Dan tentu saja, dalam menjalankan pengobatan ini, sangat penting bagi pasien untuk selalu rajin minum obat secara teratur sesuai resep dokter, makanan yang bergizi, istirah yang cukup, olahraga teratur dan juga menerapkan pola hidup yang bersih.

Makanya, bagi masyarakat harus berhenti melakukan diskriminasi dengan melabeli berbegai stigma negatif pada penderita kusta, karena kusta bukanlah penyakit kutukan, namun penyakit menular biasa yang bisa disembuhkan. Jadi, buat yang menderita kusta, harus semangat juga menjalani pengobatannya, agar bisa cepat sembuh.

*****

Senang banget saya berkesempatan bisa ikut acara ini, wawasan saya pun semakin bertambah, setelah mendengar pemarapan dari para narasumbernya, semoga melalui tulisan ini teman-teman pun bisa mengambil pelajarannya, agar kita bisa saling mendukung saudara-saudara kita penyandang disabilitas untuk terus semangat berkarya sesuai dengan kamampuannya.

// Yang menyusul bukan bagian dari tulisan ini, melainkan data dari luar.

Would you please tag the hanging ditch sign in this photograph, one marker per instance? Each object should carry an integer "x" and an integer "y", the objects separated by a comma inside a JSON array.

Jangan lagi ada stigma negatif dan diskriminasi terhadap saudara-saudara kita yang penyandang disabilitas, karena mereka semua juga manusia yang sama dengan kita, ingin diperlakukan dengan sama, karena sejatinya mereka juga punya potensi dan juga mampu berkarya asalkan diberikan kesempatan. So, Bersama kita hentikan stigma untuk dunia yang setara!